Brilliant! Another chance to strap on my handlebar moustache and jump out of a Lancaster over Normandy to do battle in the bocage.
Or not. Evidently Infinity Ward has finally decided to let World War II go with its latest squad-based FPS. Call of Duty 4 is set in the present day, and ticks all the usual soldier simulation plot boxes. Embittered ex-communists, bad guys in balaclavas and nuclear weapons are all present and correct, and it’s up to you to save the Earth.
The action zips all over the world, with you taking control of, among others, a US recon marine and a British SAS Sergeant called Soap. The game starts in typically bombastic Call of Duty fashion, with a night time assault on an Estonian cargo vessel. You quickly realise how much darker Call of Duty 4 is than the previous three games, as your men gun down the crew and execute enemy soldiers in their sleep. This sets the tone for the rest of the game; war in the modern world isn’t cut into good and evil, and some of the game’s twists are genuinely shocking. The developers certainly haven’t shied away from experimenting with the FPS genre.
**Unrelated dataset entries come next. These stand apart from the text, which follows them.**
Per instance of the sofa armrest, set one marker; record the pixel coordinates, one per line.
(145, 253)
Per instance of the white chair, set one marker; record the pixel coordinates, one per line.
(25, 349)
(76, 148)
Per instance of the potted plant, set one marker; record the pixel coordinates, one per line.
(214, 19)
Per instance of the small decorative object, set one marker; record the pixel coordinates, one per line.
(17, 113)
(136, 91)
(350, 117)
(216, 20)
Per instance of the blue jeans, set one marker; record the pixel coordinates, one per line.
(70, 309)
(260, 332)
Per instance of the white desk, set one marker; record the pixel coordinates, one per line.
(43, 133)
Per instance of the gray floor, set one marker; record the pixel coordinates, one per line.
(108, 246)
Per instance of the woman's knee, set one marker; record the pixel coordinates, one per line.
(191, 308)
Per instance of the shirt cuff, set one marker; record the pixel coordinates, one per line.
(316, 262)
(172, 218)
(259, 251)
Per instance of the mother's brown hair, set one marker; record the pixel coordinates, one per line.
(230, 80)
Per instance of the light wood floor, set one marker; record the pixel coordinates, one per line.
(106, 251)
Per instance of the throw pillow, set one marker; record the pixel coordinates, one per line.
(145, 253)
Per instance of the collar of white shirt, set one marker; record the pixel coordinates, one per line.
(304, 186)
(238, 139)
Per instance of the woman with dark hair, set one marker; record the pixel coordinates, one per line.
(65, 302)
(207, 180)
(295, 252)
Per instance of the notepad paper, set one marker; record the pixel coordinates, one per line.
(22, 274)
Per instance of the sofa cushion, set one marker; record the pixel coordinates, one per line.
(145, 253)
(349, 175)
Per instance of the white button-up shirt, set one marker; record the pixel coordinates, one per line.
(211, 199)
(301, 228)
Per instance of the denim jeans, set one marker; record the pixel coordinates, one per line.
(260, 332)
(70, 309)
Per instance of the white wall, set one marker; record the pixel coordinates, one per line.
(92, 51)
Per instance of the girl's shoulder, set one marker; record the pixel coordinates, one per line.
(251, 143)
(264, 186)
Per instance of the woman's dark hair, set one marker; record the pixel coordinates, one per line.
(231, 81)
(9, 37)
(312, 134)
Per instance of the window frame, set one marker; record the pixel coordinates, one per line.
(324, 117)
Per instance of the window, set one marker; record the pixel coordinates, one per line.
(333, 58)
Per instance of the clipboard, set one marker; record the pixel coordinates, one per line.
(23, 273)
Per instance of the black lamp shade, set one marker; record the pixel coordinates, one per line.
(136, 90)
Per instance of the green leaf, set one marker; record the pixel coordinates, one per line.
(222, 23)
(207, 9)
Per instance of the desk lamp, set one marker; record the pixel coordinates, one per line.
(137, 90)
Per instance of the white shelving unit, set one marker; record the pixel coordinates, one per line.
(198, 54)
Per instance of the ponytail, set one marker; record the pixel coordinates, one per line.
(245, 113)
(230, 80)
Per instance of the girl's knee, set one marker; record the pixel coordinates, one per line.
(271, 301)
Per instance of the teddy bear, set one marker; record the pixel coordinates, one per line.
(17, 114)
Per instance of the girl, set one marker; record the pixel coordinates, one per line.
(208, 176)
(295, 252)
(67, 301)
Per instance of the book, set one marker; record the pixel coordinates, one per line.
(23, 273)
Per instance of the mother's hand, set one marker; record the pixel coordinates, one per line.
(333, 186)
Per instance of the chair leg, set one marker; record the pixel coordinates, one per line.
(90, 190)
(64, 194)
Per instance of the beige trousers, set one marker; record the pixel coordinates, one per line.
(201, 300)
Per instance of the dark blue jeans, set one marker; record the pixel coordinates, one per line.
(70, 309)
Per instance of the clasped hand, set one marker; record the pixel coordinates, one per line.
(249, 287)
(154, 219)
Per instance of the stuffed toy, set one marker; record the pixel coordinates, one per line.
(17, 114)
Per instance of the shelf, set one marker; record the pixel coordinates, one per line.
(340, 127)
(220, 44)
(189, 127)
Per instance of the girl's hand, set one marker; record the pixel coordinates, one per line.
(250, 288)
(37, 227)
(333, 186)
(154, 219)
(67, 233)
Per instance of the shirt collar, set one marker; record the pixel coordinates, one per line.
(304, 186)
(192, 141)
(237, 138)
The game looks fantastic, with the best explosion and smoke effects of any game yet. The character models are wonderfully detailed and some of the animations have to be seen to be believed, especially when the SAS are crawling through tall grass or climbing in and out of windows. The gameplay can be as frantic as we’ve come to expect from Call of Duty games, but there’s definitely more variety in the latest instalment. Stealth is vital in some of the SAS missions, and some missions ratchet up the tension to an unbearable degree as you hide in long grass with enemy soldiers stepping over you. You’ll often find yourself heavily outnumbered and reliant on air support, and calling in a chopper to do the dirty work is immensely satisfying.
The single-player campaign is beautiful, immersive and completely compelling, but it is short. Experienced gamers will get through it in fewer than seven hours, but it’s such fun it’s worth playing again. As with Call of Duty 3, the game’s multiplayer is stunning. The usual deathmatch and team deathmatch modes are there, and there are also objective-led modes where you have to hold control points. Kill streaks are rewarded with bonuses to make your life easier, such as recon sweeps or air strikes, and the game even has an RPG element. As you play you gain experience, which leads to higher ranks. As your rank increases different character classes are unlocked, each with its own particular traits. It gives you something to wok towards, and adds a sense of achievement to playing beyond a simple Gamerscore figure.
Whether Call of Duty 4 is worth the money depends on whether you intend to take advantage of the multiplayer mode. The single-player campaign is beautiful but really too short to be worth £40. Put the single and multiplayer games together, though, and Call of Duty 4 is unbeatable.